With that in mind, here is what our country should be doing – from producers to consumers – to have more food security.

 

  1. Production based on biology, not mechanics.For nearly 200 years, mainstream agriculture has increasingly downplayed biology and played up nonliving things. Food is a living thing. It is not an inert, inanimate substance like nails or plastic or threads.

 

The industry today relies on nonliving things like chemical fertilizers rather than on living things like microbes. The further a farm moves away from living things, the more vulnerable it is to mining, distribution and resource disruptions. Soils alive with biological fertilizers don’t have to depend on inputs from around the world.

 

If your food comes from compost instead of chemicals, you’ll have a much more secure supply. I’m thankful that our farm buys no chemical- or petroleum-based fertilizers and is therefore immune to many shortages and price hikes. What a relief.

 

  1. Less machinery and more nature.On our farm, we have 8 miles of buried water lines that bring gravity-pressure water from excavated high-terrain ponds to be used for livestock water and irrigation. No electricity… no pumps.
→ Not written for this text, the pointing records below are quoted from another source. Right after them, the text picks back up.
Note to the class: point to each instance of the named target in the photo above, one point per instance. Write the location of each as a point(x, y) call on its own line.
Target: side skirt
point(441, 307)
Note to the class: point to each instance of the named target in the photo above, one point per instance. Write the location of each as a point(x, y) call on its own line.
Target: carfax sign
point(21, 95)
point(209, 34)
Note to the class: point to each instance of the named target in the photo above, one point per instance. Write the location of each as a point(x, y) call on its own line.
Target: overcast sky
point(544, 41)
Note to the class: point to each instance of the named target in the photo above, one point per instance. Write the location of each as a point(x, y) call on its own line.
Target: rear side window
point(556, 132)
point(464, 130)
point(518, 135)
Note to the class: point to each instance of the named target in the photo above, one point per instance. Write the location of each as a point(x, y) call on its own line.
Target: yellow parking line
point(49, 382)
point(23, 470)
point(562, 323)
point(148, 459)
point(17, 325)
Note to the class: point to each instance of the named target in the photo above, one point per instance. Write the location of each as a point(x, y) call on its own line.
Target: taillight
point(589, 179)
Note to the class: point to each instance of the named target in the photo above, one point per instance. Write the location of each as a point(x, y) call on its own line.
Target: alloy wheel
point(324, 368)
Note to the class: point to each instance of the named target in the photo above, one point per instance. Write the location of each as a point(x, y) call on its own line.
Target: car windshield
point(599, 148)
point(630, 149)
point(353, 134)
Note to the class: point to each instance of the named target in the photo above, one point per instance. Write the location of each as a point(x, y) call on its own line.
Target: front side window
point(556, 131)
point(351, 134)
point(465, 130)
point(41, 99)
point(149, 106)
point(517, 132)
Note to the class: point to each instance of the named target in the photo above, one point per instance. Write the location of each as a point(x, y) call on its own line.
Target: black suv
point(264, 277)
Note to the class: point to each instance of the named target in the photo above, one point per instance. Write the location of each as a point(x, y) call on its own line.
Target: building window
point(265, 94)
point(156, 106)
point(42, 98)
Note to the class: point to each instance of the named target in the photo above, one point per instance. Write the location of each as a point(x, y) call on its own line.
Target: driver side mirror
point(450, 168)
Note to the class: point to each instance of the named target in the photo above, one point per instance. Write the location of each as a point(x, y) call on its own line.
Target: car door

We make hundreds of tons of compost not with expensive equipment but with pigs (we call them “pigaerators”).

 

These and other techniques enable us to produce more with less machinery. That reduces energy usage, depreciation, and, by extension, replacement costs and headaches.

 

  1. Regional sourcing.We buy apple juice from a biological apple orchard about 80 miles away. And we buy a year’s supply at a time. That gives us not only a discount but also a stable supply. We know the farmer, and he knows us.

 

Likewise, we purchase grains for our omnivores from local farmers. We’re not tied in to Russia or Ukraine, both of which are major grain producers. We use a local non-GMO mill less than 20 miles away. We’re on a first-name basis and are their No. 1 customer.

 

Yes, commodity prices may go up. But what our local farmers do is not inherently tied to global availability or pricing. And they’re certainly closer.